Die Ware komme von Kräuterbauern, sagt Sabine Bäumler. Sie hat den Laden an der Blumenstraße vor 27 Jahren übernommen und betreibt ihn mit ihrem Mann Dirk. Sie sei von Beruf Verkäuferin, sagt die gebürtige Oberpfälzerin; ihre Tätigkeit beschreibt sie als „ein Handwerk“. Das Wissen um die Wirkung der Pflanzen habe sie sich über viele Jahre hinweg angeeignet. Die Geschichte ihres Ladens kennt die Geschäftsfrau gut: Früher wurden die Kräuter hier direkt auf dem Dachboden getrocknet. Manche der älteren Kunden hätten hier schon als Kind mit der Mutter eingekauft. Gerade Senioren sei die Heilkraft der Gewächse sehr bewusst. „Sie haben gelernt, auf ihre Gesundheit zu achten.“

In kleinen Holzfässchen stecken die heilsamen Kräuter – wie einst zu Apothekenzeiten.

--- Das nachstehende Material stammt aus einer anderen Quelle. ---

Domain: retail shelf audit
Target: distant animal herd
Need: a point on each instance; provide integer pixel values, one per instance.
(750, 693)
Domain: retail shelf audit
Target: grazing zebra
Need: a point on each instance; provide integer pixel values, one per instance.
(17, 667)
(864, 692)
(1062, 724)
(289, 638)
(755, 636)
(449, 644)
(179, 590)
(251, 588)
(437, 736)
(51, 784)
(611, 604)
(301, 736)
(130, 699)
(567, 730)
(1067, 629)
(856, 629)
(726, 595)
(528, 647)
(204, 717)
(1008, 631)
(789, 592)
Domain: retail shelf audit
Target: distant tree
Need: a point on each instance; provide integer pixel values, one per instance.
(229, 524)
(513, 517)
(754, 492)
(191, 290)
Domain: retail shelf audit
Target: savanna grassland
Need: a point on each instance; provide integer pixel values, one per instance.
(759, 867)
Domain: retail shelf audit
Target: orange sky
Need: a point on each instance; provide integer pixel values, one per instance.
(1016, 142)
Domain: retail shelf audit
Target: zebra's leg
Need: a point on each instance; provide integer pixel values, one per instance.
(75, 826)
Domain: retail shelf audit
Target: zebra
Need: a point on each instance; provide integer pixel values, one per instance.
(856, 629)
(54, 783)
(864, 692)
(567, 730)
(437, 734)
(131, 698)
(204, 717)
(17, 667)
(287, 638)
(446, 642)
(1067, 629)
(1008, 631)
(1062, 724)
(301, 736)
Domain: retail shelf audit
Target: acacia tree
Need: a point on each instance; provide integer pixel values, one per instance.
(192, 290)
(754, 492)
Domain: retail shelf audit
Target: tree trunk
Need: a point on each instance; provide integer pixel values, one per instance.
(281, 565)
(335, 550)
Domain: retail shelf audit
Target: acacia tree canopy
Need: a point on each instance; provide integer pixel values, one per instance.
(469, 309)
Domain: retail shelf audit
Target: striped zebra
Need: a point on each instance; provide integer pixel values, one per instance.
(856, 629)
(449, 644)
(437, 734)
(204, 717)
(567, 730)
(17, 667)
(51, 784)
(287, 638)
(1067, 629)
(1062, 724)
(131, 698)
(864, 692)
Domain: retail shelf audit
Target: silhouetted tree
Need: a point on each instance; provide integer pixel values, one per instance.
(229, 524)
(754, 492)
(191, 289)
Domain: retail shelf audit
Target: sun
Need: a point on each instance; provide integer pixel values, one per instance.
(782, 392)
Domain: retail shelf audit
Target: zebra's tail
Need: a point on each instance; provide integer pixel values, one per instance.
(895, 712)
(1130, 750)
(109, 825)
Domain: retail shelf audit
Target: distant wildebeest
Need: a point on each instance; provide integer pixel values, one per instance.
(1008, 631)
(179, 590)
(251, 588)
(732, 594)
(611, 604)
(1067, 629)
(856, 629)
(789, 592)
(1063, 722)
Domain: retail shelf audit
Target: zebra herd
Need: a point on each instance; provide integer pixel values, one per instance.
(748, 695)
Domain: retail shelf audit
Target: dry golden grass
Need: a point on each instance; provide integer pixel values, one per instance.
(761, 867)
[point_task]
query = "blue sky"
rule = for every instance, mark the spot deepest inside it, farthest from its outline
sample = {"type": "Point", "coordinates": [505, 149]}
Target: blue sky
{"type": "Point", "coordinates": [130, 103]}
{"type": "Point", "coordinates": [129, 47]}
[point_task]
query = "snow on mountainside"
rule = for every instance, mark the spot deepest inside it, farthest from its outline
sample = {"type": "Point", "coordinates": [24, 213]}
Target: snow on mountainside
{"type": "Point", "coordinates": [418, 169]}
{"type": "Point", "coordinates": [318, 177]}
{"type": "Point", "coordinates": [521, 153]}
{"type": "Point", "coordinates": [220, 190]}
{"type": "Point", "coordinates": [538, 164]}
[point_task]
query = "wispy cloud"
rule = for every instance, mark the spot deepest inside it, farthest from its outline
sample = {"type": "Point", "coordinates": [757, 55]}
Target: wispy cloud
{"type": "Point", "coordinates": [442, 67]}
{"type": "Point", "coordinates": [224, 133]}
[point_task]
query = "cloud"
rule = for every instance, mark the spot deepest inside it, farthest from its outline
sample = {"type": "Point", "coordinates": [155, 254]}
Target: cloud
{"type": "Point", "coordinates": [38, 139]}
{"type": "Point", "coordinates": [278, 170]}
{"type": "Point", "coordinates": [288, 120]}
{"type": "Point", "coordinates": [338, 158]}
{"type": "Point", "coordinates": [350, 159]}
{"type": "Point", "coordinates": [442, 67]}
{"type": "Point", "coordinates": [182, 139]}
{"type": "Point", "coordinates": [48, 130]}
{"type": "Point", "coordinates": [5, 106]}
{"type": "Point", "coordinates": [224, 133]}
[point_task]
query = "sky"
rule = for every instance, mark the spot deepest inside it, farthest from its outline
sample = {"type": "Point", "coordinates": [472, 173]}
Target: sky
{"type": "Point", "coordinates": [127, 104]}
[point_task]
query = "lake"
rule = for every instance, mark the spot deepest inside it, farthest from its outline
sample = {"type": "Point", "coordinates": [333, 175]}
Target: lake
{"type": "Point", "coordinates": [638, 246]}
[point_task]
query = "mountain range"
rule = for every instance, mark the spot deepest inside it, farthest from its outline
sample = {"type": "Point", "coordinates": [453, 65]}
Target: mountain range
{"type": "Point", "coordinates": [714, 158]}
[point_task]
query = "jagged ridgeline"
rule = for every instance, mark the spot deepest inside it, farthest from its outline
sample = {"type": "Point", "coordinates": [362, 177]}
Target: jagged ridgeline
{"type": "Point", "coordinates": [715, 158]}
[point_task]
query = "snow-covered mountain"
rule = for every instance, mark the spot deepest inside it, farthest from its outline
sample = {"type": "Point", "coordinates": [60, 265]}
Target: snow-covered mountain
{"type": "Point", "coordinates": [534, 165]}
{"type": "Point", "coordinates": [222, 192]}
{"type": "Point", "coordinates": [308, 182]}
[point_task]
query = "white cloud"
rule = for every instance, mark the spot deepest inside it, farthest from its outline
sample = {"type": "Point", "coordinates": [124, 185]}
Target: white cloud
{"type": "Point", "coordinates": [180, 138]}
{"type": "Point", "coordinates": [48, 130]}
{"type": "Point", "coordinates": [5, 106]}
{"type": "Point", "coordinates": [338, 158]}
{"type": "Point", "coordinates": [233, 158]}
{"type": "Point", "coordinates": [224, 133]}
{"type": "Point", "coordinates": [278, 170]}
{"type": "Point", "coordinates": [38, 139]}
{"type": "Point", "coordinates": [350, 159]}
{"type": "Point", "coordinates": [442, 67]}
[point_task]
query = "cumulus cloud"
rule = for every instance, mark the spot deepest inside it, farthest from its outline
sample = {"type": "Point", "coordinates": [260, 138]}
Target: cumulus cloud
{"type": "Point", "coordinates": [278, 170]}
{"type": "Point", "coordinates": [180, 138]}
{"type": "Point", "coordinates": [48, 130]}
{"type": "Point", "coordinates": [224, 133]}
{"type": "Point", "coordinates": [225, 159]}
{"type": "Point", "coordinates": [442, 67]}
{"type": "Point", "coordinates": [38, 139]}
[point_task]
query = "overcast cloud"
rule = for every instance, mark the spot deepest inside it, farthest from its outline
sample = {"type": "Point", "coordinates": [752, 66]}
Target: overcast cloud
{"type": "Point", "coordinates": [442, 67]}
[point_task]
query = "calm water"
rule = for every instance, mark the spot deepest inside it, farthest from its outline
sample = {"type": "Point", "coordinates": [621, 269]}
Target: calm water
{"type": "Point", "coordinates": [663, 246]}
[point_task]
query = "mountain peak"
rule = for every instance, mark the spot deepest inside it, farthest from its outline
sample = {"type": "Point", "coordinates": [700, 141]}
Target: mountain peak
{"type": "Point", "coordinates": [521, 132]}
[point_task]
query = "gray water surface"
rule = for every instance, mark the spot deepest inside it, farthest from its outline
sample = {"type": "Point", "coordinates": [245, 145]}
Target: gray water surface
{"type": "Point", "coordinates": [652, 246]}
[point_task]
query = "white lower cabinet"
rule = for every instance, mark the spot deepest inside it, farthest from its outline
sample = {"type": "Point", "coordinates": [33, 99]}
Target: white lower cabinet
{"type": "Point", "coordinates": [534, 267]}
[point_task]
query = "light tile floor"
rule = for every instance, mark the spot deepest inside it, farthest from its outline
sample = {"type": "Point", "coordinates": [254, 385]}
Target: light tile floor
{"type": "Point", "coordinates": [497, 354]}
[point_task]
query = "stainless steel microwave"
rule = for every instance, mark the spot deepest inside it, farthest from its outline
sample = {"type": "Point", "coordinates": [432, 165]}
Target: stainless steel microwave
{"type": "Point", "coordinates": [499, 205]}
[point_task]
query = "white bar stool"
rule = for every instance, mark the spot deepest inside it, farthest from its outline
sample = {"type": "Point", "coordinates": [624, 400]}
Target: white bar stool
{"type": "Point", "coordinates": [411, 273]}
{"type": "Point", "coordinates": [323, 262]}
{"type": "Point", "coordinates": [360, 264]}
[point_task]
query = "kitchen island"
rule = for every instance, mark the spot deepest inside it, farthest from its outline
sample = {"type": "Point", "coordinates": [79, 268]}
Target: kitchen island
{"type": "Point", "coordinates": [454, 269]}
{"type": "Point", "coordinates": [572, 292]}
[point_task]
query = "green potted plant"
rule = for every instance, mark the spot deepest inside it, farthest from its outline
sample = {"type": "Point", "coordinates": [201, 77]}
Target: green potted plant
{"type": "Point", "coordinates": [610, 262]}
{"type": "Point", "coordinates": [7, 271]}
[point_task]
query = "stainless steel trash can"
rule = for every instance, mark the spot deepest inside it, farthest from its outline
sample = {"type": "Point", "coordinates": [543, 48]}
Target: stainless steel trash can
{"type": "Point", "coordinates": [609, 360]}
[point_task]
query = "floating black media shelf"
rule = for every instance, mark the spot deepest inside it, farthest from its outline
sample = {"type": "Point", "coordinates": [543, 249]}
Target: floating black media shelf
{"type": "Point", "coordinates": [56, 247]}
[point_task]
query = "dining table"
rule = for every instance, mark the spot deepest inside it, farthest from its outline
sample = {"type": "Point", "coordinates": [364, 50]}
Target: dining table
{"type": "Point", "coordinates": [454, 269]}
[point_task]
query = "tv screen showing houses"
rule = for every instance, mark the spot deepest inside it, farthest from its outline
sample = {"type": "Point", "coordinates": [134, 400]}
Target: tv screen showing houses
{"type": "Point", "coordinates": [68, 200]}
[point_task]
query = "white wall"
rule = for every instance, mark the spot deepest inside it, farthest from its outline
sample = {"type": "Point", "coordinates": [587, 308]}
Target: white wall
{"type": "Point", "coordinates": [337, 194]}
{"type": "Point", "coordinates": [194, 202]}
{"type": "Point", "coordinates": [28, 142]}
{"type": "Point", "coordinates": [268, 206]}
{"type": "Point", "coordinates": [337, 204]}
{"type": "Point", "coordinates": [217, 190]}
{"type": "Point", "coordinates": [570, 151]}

Sabine Bäumler grinst. „Soll ich Ihnen mal meine Nachtlektüre zeigen?“ Das Buch, das sie aufschlägt, ist antiquarisch: „Das große illustrierte Kräuterbuch“ von Ferdinand von Müller, einem berühmten Botaniker des 19. Jahrhunderts. Die Erstauflage des Buches wurde bereits 1860 veröffentlicht. Altes Wissen also. Vorne sind die „wichtigen Heilpflanzen“ aufgemalt: Holunder, Huflattich, Kamille und mehr. Hinten gibt es die Erklärungen dazu – perfekt für Sabine Bäumlers Kräuterpassion. Auch mit Pfarrer Kneipp hat sie sich intensiv beschäftigt. Und mit Hildegard von Bingen. In Salaten und Gemüsen gebe es heutzutage immer weniger Bitterstoffe, weiß sie deshalb. „Sie wurden quasi weggezüchtet.“ Auch hier könnten die Kräuter wohltun.

Vor allem Senioren ist die Heilkraft der Kräuter oft bewusst

Einen Bezug zur Natur habe sie schon immer gehabt, sagt Bäumler. In Altötting besitze sie einen Bauernhof. Als Kind sei sie mit der Oma in der Oberpfalz oft draußen gewesen, habe Blaubeeren gesammelt oder Eierschwammerl gesucht. „Himbeeren haben wir daheim zu Sirup verarbeitet.“

Heute hat sie selbst drei erwachsene Kinder. Mit ihnen habe sie früher die Kräuter aus dem Garten im Sommer getrocknet und Duftkissen daraus gemacht, erzählt sie. Und auch ätherische Öle für die Badewanne wurden daheim regelmäßig ausprobiert.

Viele der Kräutermischungen, die Sabine Bäumler in ihrem Laden verkauft, bereitet sie vorher in mühseliger Handarbeit vor. Einige Zutaten müssen in einem Mörser zerstampft und in Form gebracht werden. Ob Dillkraut, Estragon, Liebstöckelblätter, Bohnenkraut oder Beifuß – der Kunde soll schließlich nur das Beste bekommen.

Auch mit Kollegen steht Bäumler in regem Austausch: Apotheken hätten manchmal Anfragen, wenn sie etwas Spezielles bräuchten, auch Heilpraktiker schauen gern vorbei.

Auf Trab hält sie auch ihr Online-Shop, den sie neben dem normalen Betrieb führt. Man muss es sich nicht schönreden: Auch in einem urigen Geschäft wie hier ticken die Uhren eben ganz normal.